“Di semester 1 tahun 2023, PT Timah Tbk selaku pemilik konsesi terbesar di Indonesia mengekspor 8.307 MT timah, sedangkan smelter swasta mengekspor 23.570 MT. Berdasarkan riset dan observasi lapangan yang dilakukan oleh Brinst, RKAB yang dikeluarkan perlu dilakukan evaluasi,” katanya.
Teddy menuturkan, bahwa dalam penerbitan RKAB, tentunya harus berdasarkan pada tahapan eksplorasi yang benar, sehingga bisnis pertambangan yang adil dan bertanggung jawab dapat terwujud di Bangka Belitung.
Dari data yang dipublish oleh Kementerian Keuangan Republik Indonesia, lanjut Teddy, ekspor timah mengalir deras dari perusahaan smelter timah yang hanya memiliki IUP di bawah 10 ribu hektar, bahkan ada yang di bawah seribu hektar.
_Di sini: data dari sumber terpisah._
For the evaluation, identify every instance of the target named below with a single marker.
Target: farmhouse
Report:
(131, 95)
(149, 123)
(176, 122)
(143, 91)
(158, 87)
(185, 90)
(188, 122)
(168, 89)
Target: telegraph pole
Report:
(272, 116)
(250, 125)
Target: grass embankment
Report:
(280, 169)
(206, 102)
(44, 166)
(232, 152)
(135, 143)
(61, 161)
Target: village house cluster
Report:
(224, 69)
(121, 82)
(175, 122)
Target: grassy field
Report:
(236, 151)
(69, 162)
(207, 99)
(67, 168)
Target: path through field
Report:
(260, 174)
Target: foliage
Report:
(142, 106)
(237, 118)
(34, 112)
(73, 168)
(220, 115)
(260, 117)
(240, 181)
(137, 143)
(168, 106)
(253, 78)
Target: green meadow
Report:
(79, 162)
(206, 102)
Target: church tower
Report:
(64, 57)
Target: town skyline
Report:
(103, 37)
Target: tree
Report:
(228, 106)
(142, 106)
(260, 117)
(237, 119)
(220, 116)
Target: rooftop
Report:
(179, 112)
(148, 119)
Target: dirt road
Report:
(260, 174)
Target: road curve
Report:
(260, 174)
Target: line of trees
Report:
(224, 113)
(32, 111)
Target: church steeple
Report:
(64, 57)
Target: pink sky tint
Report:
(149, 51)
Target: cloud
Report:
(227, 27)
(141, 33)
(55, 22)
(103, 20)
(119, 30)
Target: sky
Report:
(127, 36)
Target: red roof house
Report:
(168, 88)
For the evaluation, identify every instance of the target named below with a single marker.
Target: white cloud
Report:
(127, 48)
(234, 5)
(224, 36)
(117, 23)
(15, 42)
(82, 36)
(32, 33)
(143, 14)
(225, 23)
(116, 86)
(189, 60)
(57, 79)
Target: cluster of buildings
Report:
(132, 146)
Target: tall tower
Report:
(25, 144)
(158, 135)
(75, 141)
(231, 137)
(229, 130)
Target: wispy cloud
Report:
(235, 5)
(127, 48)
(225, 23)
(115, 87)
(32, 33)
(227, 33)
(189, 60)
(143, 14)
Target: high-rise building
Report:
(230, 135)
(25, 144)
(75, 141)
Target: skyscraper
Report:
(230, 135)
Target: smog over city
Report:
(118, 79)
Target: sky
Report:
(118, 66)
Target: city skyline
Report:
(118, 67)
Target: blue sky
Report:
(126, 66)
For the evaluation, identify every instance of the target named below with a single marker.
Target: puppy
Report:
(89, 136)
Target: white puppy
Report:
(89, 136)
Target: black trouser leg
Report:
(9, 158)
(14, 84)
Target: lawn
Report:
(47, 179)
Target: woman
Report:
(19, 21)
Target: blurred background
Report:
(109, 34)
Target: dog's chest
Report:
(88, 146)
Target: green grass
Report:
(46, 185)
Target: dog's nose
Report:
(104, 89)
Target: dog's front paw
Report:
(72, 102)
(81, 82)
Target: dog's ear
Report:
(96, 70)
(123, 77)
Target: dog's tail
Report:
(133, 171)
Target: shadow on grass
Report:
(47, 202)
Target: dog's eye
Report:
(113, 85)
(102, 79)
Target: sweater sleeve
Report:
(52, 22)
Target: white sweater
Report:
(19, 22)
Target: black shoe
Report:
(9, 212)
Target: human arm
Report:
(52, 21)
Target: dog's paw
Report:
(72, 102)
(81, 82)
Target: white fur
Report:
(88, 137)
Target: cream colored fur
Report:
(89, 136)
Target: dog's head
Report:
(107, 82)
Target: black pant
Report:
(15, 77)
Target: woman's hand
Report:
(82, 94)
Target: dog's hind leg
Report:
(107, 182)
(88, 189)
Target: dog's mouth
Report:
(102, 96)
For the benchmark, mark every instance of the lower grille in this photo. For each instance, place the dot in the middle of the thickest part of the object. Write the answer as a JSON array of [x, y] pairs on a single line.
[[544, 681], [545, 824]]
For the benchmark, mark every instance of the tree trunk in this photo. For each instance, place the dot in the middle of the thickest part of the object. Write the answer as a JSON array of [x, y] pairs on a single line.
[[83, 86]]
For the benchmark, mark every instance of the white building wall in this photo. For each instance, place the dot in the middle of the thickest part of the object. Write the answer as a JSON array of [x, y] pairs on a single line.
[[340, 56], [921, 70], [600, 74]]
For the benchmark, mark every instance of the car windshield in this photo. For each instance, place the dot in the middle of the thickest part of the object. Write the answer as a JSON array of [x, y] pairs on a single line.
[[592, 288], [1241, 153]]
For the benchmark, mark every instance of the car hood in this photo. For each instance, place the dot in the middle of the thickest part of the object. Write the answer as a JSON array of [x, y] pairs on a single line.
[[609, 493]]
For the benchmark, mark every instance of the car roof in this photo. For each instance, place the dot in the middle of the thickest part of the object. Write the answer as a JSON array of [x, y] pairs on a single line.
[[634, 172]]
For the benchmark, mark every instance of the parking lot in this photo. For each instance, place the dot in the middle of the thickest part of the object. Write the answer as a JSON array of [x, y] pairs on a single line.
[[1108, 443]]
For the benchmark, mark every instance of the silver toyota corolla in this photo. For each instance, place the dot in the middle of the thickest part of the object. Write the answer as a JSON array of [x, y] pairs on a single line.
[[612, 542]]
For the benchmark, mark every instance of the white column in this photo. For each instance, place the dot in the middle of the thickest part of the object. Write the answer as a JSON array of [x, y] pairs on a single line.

Lebih lanjut Teddy mengatakan bahwa kuota ekspor yang diberikan, sangat erat kaitannya dengan persetujuan RKAB yang diberikan oleh pemerintah melalui Direktorat Jenderal Mineral Batubara, Kementerian ESDM. Persetujuan yang semestinya harus ditinjau ulang, melihat indikasi korupsi yang terungkap akhir-akhir ini.
Menurut Teddy, kasus korupsi pertambangan yang terjadi di wilayah Izin Usaha Pertambangan (IUP) PT Antam, Blok Mandiodo, Konawe Utara, Sulawesi Tenggara (Sultra), bisa saja terjadi di Bangka Belitung. Dalam kasus tersebut, lanjutnya, RKAB yang diberikan oleh Kementerian ESDM kepada perusahaan swasta ternyata tanpa evaluasi dan verifikasi sesuai ketentuan.
Padahal, kata Teddy, perusahaan tersebut tidak mempunyai deposit/cadangan nikel di Wilayah Izin Usaha Pertambangan tersebut. Dari kasus tersebut beberapa perusahaan lain turut mendapatkan kekayaan negara berupa bijih nikel milik negara (PT Antam).
“Penyederhanaan aspek penilaian RKAB perusahaan pertambangan, hal itu sebagaimana diatur dengan Keputusan Menteri ESDM Nomor: 1806K/30/MEM/2018 tanggal 30 April 2018, rentan disalahgunakan. Belajar dari kasus tersebut, RKAB Bangka Belitung perlu dilakukan peninjauan ulang,” tutur Teddy.